Juhasz (1977) qualitatively demonstrated that lead-based ammunition was associated with the generation of particles ranging from under 0.3 to 100 μm; most of the particles were smaller than 1 μm. That observation is similar to results regarding the particle size of copper associated with the use of lead-based or lead-free frangible ammunition. For example, the Air Force Institute for Occupational Health (AFIOH 2008) reported that most airborne copper particles associated with an M4 rifle muzzle blast have an aerodynamic diameter under 5 μm. The committee was unable to obtain similar quantitative data on particle size distributions associated with lead-based ammunition used in different small-arms weapons.

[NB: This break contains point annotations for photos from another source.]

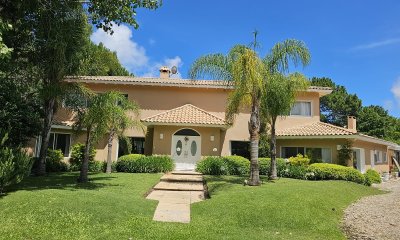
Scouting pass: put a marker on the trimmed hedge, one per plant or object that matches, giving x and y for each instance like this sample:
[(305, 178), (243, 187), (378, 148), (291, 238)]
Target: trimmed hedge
[(228, 165), (372, 176), (136, 163), (265, 165), (328, 171)]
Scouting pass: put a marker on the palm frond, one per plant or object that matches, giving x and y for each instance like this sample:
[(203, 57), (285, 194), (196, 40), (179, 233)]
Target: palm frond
[(283, 53)]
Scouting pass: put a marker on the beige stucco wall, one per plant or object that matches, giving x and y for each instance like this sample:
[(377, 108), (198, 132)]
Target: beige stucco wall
[(163, 146), (333, 143)]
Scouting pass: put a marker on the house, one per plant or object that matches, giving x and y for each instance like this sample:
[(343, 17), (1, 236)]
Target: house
[(185, 119)]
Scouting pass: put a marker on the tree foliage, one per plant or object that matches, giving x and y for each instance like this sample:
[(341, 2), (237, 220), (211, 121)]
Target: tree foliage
[(335, 107)]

The basis of the general industry lead standard of the Occupational Safety and Health Administration (OSHA) and a large scientific literature (IARC 2006; ATSDR 2007; EPA 2012; NTP 2012) document that several personal behaviors can increase lead dose, including tobacco-smoking, eating, and drinking in the workplace and inadequate personal hygiene before leaving the workplace. The OSHA standard therefore mandates no eating, drinking, or smoking in areas that have potential lead exposure and separate facilities for changing clothes and washing before returning home.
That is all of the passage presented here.